Questions fréquentes lors du passage vers la titularisation

  • Peut-on choisir son poste comme titulaire ? Le 1er poste dépend du rang au concours et du mouvement intra-académique. Les postes dits “à profil” existent, mais restent rares.
  • La période de contractuel est-elle prise en compte pour l’avancement ? Oui, en partie : des bonifications d’ancienneté peuvent être accordées lors de la titularisation (source : Éducation nationale)
  • Quelles sont les principales causes d’échec à la titularisation ? Elles sont très rares : difficultés pédagogiques majeures persistant malgré l’accompagnement, ou absentéisme non justifié.

Se projeter : les perspectives après la titularisation

Devenir titulaire n’est pas une fin en soi : c’est le point de départ d’une carrière à bâtir.

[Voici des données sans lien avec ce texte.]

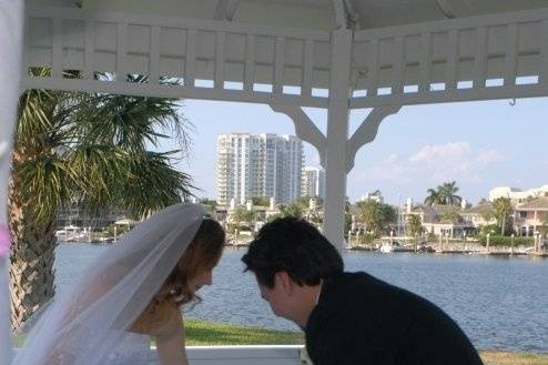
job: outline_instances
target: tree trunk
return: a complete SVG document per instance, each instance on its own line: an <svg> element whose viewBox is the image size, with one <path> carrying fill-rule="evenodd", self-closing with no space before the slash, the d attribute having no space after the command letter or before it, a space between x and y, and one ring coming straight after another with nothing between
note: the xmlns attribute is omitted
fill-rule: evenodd
<svg viewBox="0 0 548 365"><path fill-rule="evenodd" d="M23 186L12 175L9 196L9 224L12 234L10 256L11 326L17 329L38 308L53 297L55 222L37 224L18 192Z"/></svg>

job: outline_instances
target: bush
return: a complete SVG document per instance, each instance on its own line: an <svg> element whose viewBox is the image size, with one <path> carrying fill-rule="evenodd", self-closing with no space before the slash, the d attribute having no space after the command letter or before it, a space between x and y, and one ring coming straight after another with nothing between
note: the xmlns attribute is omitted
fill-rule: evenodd
<svg viewBox="0 0 548 365"><path fill-rule="evenodd" d="M511 246L511 237L501 236L501 235L491 235L489 239L489 246ZM487 244L487 236L481 235L479 237L479 243L481 245ZM534 237L514 237L514 246L534 246L535 240Z"/></svg>

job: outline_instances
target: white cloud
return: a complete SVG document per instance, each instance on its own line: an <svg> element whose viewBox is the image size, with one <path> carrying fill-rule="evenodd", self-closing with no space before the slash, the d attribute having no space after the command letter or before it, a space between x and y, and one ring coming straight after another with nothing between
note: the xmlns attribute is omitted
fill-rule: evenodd
<svg viewBox="0 0 548 365"><path fill-rule="evenodd" d="M497 150L473 149L468 142L429 144L409 156L392 154L362 172L367 182L409 183L420 180L428 183L480 183L485 170L503 160Z"/></svg>

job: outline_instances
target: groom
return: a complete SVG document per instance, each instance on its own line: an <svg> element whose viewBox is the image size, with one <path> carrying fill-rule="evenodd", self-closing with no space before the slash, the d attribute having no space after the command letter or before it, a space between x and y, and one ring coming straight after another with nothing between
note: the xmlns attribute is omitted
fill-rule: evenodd
<svg viewBox="0 0 548 365"><path fill-rule="evenodd" d="M483 364L440 308L364 272L344 272L335 247L305 221L264 225L242 261L274 314L303 328L315 365Z"/></svg>

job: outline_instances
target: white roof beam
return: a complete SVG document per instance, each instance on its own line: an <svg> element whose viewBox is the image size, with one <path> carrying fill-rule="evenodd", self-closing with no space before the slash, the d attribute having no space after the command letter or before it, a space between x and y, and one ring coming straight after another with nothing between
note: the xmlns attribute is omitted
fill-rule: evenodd
<svg viewBox="0 0 548 365"><path fill-rule="evenodd" d="M470 4L466 0L436 0L436 4L446 19L471 14Z"/></svg>
<svg viewBox="0 0 548 365"><path fill-rule="evenodd" d="M239 0L219 0L215 20L232 21L237 10Z"/></svg>
<svg viewBox="0 0 548 365"><path fill-rule="evenodd" d="M359 18L349 0L333 0L336 29L356 29Z"/></svg>

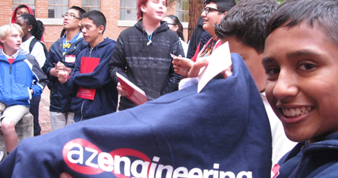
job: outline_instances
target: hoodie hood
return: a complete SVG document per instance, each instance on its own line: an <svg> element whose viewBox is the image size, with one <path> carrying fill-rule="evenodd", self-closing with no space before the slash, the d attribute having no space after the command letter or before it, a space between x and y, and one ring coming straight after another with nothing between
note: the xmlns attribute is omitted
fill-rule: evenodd
<svg viewBox="0 0 338 178"><path fill-rule="evenodd" d="M33 10L32 9L30 8L30 7L29 6L25 5L25 4L20 4L20 5L18 6L18 7L20 6L21 5L24 5L28 9L28 11L29 12L29 14L34 15L34 14L33 13ZM16 19L15 19L15 14L17 13L17 11L18 10L18 7L15 8L15 9L14 9L14 11L13 12L13 15L12 15L12 19L11 19L11 22L12 23L15 23L15 21L16 20Z"/></svg>
<svg viewBox="0 0 338 178"><path fill-rule="evenodd" d="M112 43L115 43L115 41L112 39L110 39L108 38L106 38L103 39L103 40L102 41L99 43L98 44L94 46L93 48L92 48L91 46L90 46L90 44L88 43L86 48L88 48L89 50L88 51L90 52L91 51L92 51L92 53L94 53L94 52L97 52L96 51L97 51L98 50L100 49L105 47L106 46L111 44ZM92 53L92 54L93 54L93 53ZM89 55L87 55L87 54L86 54L86 56L89 56ZM93 57L93 56L91 57Z"/></svg>
<svg viewBox="0 0 338 178"><path fill-rule="evenodd" d="M135 24L135 26L136 28L141 32L143 32L144 33L146 33L145 30L143 28L143 25L142 25L142 20L141 19L137 22L137 23ZM159 33L164 31L166 31L169 29L169 27L167 25L166 22L165 21L161 21L160 22L160 25L154 31L154 34Z"/></svg>

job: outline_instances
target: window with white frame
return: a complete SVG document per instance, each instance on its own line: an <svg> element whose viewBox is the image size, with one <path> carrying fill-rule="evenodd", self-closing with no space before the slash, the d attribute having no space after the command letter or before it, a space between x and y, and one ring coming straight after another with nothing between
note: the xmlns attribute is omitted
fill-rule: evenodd
<svg viewBox="0 0 338 178"><path fill-rule="evenodd" d="M100 11L100 0L82 0L82 7L86 12L93 10Z"/></svg>
<svg viewBox="0 0 338 178"><path fill-rule="evenodd" d="M189 21L189 0L176 1L176 16L181 22Z"/></svg>
<svg viewBox="0 0 338 178"><path fill-rule="evenodd" d="M120 20L137 20L136 0L120 0Z"/></svg>
<svg viewBox="0 0 338 178"><path fill-rule="evenodd" d="M13 11L20 4L25 4L29 6L33 10L35 15L35 0L13 0Z"/></svg>
<svg viewBox="0 0 338 178"><path fill-rule="evenodd" d="M68 0L48 0L48 18L62 18L69 8Z"/></svg>

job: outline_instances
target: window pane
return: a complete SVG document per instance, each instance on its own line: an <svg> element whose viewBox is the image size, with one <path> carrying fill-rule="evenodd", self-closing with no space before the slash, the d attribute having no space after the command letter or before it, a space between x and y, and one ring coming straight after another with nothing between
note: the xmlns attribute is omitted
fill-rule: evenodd
<svg viewBox="0 0 338 178"><path fill-rule="evenodd" d="M100 6L100 0L96 0L95 1L94 5L95 6Z"/></svg>
<svg viewBox="0 0 338 178"><path fill-rule="evenodd" d="M120 9L120 19L122 20L125 20L124 18L124 9Z"/></svg>
<svg viewBox="0 0 338 178"><path fill-rule="evenodd" d="M130 13L131 12L131 10L130 9L126 9L124 10L124 18L125 18L125 20L130 20Z"/></svg>
<svg viewBox="0 0 338 178"><path fill-rule="evenodd" d="M50 9L49 6L48 9L48 18L54 18L54 9Z"/></svg>
<svg viewBox="0 0 338 178"><path fill-rule="evenodd" d="M125 7L131 7L130 6L130 0L125 0Z"/></svg>
<svg viewBox="0 0 338 178"><path fill-rule="evenodd" d="M136 7L137 6L136 3L136 0L131 0L131 7Z"/></svg>
<svg viewBox="0 0 338 178"><path fill-rule="evenodd" d="M62 7L62 14L66 14L67 11L68 11L68 6L63 6Z"/></svg>
<svg viewBox="0 0 338 178"><path fill-rule="evenodd" d="M60 6L55 6L55 18L61 18L62 15L62 7Z"/></svg>
<svg viewBox="0 0 338 178"><path fill-rule="evenodd" d="M81 5L82 6L86 6L87 5L87 3L88 2L87 0L82 0L82 3L81 4ZM83 8L83 7L82 8Z"/></svg>
<svg viewBox="0 0 338 178"><path fill-rule="evenodd" d="M88 0L88 5L93 6L93 5L94 5L94 3L93 3L93 0Z"/></svg>
<svg viewBox="0 0 338 178"><path fill-rule="evenodd" d="M136 13L137 13L137 11L136 9L131 9L131 14L130 15L131 16L131 18L130 20L137 20L136 18Z"/></svg>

Ce changement de statut ouvre l’accès à l’évolution de carrière (agrégation, direction, détachement, enseignant à l’étranger…) et à des chantiers pédagogiques plus ambitieux. C’est aussi la possibilité d’entrer dans une dynamique collective, de contribuer à l’évolution des pratiques et de s’engager dans la réflexion sur le métier.

Rappelons qu’enseigner est un métier d’engagement et de transformation, pour les élèves et pour soi-même. Passer de contractuel à titulaire, c’est s’offrir le temps long pour conduire ce projet professionnel avec davantage de sérénité, de droits et de reconnaissance.